Lino said that even if al-Bashir continues his attempts to evade the ICC, “they’ll apprehend him unless he dies or commits suicide”.
The ICC indicted al-Bashir for war crimes in Sudan’s Darfur region in March 2009, but he rejects the ICC’s sovereignty and has told the Netherlands-based court to “dissolve the charge sheet in water and drink it”.
The SPLM sits in government with al-Bashir’s National Congress Party (NCP) after signing a peace agreement with the former southern rebels in 2005.
However, their alliance remains fragile due to delays in implementing the accord.
Lino, the SPLM’s candidate to be governor of Khartoum and its veteran head of intelligence, told Al Jazeera that his party did not “have any way” to force al-Bashir to go for trial, but said “the people will make him by failing him in the forthcoming elections”.
“There are many dignitaries who were taken and he is not an exception. For the good of the country, al-Bashir should take leave and then go to [The] Hague.”
“We’ll tell people … that he cannot be the man to be elected again after having usurped power and committed so many atrocities countrywide, in Darfur in particular, and this is where we are very concerned,” he said.
The UN estimates that about 300,000 people have been killed in the Darfur conflict in western Sudan, but Khartoum disputes the toll and maintains only 10,000 died.
If he ever appears before the court, al-Bashir would be the first sitting president to be tried by the ICC.
Lino’s remarks came as a major donors conference got under way in Cairo on Sunday, attempting to raise at least $2bn for the reconstruction of war-ravaged Darfur.
|Some countries at the meeting made no pledges, saying Darfur was not secure [AFP]
But the meeting, which was organised by the 57-member Organisation of the Islamic Conference (OIC) and co-chaired by Egypt and Turkey, raised just $841m for projects such as cement plants and roads – less than half of the target.
Abdel Malik al-Naeem, the media adviser for the Sudanese delegation, said: “What is more important is that the international community has pledged support to the Sudanese government in order to achieve peace in Darfur.”
The US, Canada, Norway and Britain did not pledge at the meeting, saying the region was not secure enough for the proposed work.

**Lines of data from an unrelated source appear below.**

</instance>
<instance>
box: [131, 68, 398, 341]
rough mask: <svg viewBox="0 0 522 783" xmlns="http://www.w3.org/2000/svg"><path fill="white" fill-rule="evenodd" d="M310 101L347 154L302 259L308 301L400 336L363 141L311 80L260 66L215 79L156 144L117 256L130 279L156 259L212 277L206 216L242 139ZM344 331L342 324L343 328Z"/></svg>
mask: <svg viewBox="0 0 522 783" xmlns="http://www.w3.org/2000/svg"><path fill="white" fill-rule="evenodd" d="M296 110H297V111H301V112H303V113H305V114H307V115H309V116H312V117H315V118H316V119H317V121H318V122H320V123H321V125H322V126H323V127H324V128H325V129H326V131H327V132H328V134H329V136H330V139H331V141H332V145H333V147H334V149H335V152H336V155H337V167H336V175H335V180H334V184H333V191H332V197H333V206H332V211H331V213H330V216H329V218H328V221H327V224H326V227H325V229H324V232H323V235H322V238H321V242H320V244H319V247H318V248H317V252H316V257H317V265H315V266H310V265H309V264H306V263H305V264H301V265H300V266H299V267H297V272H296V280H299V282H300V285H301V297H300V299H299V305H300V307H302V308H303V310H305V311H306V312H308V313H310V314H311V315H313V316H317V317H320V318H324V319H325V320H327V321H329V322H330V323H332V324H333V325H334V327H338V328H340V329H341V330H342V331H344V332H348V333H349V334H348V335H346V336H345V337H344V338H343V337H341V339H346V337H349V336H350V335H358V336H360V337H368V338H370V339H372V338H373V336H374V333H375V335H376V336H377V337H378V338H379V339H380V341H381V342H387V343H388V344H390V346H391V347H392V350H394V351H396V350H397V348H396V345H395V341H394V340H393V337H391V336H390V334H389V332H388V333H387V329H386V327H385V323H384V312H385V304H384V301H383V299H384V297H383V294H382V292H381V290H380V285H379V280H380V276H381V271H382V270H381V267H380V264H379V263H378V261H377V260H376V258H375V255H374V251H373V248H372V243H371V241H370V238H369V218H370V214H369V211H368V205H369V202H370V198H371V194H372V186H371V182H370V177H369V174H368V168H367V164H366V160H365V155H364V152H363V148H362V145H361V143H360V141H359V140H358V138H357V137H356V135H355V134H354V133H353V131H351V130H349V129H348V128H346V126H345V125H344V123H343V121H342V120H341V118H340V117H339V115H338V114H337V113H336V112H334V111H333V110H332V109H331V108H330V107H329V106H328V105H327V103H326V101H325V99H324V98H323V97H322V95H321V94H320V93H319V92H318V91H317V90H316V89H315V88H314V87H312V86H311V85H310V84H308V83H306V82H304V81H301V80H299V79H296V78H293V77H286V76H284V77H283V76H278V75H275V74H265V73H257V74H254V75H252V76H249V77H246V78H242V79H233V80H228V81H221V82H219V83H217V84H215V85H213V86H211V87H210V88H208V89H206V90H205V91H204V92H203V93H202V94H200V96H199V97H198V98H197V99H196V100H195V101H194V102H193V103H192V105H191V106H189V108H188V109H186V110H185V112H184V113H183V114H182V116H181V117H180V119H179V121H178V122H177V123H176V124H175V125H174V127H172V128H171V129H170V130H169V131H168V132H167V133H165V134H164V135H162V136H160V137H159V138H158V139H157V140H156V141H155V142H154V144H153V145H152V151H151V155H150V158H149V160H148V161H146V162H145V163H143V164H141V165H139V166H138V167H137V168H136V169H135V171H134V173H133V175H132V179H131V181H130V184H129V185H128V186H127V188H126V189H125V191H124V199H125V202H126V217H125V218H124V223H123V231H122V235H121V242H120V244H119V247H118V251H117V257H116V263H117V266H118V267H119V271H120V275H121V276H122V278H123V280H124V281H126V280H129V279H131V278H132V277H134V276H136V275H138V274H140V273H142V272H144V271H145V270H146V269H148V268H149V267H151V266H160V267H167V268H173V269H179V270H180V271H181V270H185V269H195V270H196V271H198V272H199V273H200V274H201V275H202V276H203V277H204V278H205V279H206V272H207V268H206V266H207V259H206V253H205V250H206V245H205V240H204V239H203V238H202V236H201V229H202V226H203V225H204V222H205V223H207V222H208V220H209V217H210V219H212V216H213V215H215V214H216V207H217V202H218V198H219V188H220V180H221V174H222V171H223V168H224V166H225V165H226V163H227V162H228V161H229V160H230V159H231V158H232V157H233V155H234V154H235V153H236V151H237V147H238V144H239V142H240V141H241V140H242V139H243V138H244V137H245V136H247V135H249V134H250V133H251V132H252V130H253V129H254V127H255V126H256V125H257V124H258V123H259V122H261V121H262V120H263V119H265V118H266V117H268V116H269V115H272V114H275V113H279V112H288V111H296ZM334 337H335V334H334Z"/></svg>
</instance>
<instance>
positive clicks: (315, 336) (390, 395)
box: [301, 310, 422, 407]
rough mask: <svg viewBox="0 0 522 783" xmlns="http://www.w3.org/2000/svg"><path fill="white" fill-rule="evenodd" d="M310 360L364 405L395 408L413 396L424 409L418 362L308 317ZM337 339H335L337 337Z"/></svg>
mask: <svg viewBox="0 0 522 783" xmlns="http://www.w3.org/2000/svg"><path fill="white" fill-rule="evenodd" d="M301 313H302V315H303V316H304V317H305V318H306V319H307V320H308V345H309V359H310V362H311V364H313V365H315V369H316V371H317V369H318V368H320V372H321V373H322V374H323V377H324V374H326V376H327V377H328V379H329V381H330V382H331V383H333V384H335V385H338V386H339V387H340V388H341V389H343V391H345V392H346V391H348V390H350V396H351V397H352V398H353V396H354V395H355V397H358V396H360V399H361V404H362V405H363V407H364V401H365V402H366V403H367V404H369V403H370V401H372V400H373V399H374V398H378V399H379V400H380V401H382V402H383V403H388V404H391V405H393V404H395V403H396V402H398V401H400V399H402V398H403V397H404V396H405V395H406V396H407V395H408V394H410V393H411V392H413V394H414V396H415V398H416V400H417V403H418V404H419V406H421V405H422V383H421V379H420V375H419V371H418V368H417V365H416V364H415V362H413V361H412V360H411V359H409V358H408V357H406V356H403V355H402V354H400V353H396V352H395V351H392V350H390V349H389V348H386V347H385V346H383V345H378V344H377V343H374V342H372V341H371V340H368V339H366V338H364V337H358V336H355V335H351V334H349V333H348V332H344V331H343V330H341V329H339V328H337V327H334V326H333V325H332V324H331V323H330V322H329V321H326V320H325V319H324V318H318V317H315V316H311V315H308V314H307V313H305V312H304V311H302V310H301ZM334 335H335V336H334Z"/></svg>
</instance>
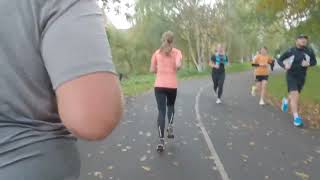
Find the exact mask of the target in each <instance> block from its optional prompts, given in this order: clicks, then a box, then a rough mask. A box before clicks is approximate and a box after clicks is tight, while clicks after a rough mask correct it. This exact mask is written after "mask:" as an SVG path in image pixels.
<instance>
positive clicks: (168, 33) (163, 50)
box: [160, 31, 174, 55]
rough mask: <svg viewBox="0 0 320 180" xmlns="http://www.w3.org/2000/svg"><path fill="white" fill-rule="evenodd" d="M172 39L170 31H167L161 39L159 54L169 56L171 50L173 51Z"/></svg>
mask: <svg viewBox="0 0 320 180" xmlns="http://www.w3.org/2000/svg"><path fill="white" fill-rule="evenodd" d="M173 39H174V34H173V32H171V31H167V32H165V33H163V35H162V38H161V42H162V44H161V47H160V52H161V53H164V54H166V55H170V53H171V51H172V49H173Z"/></svg>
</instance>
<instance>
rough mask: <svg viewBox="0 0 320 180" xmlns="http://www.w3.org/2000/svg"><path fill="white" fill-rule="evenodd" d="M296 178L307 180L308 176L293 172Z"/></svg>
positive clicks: (303, 174) (309, 176)
mask: <svg viewBox="0 0 320 180" xmlns="http://www.w3.org/2000/svg"><path fill="white" fill-rule="evenodd" d="M294 173H295V175H296V176H298V177H300V178H301V179H302V180H308V179H309V178H310V176H309V175H308V174H305V173H303V172H297V171H296V172H294Z"/></svg>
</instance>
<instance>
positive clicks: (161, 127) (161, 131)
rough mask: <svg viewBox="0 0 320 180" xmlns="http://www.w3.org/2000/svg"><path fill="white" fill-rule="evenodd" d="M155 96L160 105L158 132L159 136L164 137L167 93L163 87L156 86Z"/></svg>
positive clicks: (155, 89)
mask: <svg viewBox="0 0 320 180" xmlns="http://www.w3.org/2000/svg"><path fill="white" fill-rule="evenodd" d="M155 96H156V100H157V105H158V112H159V114H158V121H157V122H158V132H159V137H160V138H164V129H165V123H166V94H165V92H164V90H163V89H161V88H155Z"/></svg>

Qatar, which has been mediating peace talks between Darfur rebel factions and the Sudanese government, pledged $200m.
That pledge follows a $1bn pledge Qatar made at the recent signing of a ceasefire agreement between Darfur’s Justice and Equality Movement (Jem) and the Khartoum government.
Sudan is to hold its first multi-party elections on April 11. Polls will be held for the national presidency and parliament, the south Sudanese presidency, state governorships, the southern parliament and state assemblies.
The SPLM has previously been careful not to provoke al-Bashir’s dominant NCP on the sensitive issue of the ICC, hoping to preserve their partnership until a January 2011 southern referendum on secession, guaranteed by the 2005 peace deal.
But in remarks likely to provoke further confrontation, Yasir Arman, the SPLM presidential candidate, on Saturday challenged al-Bashir to stand down from the presidential poll to encourage southerners to vote for unity in the 2011 referendum.
“We call the NCP for a new partnership where Bashir would step down from the candidacy and there would be a national consensus coalition,” Arman told reporters in Khartoum.
Al-Bashir is keen to win the presidential vote to legitimise his government in defiance of the ICC warrant.
Arman said the SPLM was the only party able to lead a united Sudan and that a vote for al-Bashir would lead to secession.